- Year: 2021
- Language: Russian
- Publisher: V–A–C Press
- ISBN: 9785907183155
- Page: 96
- Cover: paperback
- About the Book
In his essay “The Artist as Historian,” Mark Godfrey highlights recent art practices whose points of departure are not only researching past events but also “the way in which such events have formerly been narrated or indeed ignored in received historical writing.” Godfrey himself, if briefly, uses history, linking the formal strategies of these contemporary practices (for example those of Jermey Deller, Francis Alÿs, Tacita Dean and Anri Sala) to the Conceptual Art of the late 1960s and early 70s as well as to the Pictures artists of the 1980s.
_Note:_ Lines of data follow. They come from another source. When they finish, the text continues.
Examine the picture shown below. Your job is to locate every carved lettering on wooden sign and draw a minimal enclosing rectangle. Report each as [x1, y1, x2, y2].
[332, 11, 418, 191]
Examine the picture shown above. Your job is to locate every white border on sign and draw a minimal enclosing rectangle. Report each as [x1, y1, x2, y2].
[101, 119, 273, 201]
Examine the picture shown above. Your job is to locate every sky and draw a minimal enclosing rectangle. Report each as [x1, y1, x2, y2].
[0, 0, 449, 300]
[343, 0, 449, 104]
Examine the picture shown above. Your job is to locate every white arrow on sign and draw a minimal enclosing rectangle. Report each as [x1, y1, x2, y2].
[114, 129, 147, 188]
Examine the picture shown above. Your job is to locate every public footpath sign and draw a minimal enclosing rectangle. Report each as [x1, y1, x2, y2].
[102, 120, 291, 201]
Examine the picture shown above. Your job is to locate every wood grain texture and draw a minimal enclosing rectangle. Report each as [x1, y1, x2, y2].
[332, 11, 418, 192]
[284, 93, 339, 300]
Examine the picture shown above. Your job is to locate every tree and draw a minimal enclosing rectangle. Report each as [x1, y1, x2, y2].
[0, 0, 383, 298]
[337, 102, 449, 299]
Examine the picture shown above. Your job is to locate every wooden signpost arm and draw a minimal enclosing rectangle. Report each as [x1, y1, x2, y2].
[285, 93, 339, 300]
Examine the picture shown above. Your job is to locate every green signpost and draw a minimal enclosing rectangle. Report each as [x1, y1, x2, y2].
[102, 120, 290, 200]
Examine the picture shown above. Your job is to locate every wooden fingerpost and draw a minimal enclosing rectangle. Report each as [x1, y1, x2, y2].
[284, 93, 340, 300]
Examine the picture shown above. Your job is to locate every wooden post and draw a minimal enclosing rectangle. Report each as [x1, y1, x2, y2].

While noting that a new generation of artists are using similar media when compared to the canon of conceptual and appropriation art (e.g. text and the indexical image– photos, slides, film and video), Godfrey distinguishes the former from the latter two movements by observing that today’s artists are using these media to specifically critique modes of historical representation. He then focuses the remainder of his essay on analyzing the works of a current practitioner who exemplifies the “artist as historian”– Matthew Buckingham. Buckingham might seem a good choice to represent this movement in part because his interests span an eclectic range of American and European history and his work is produced in a wide range of media.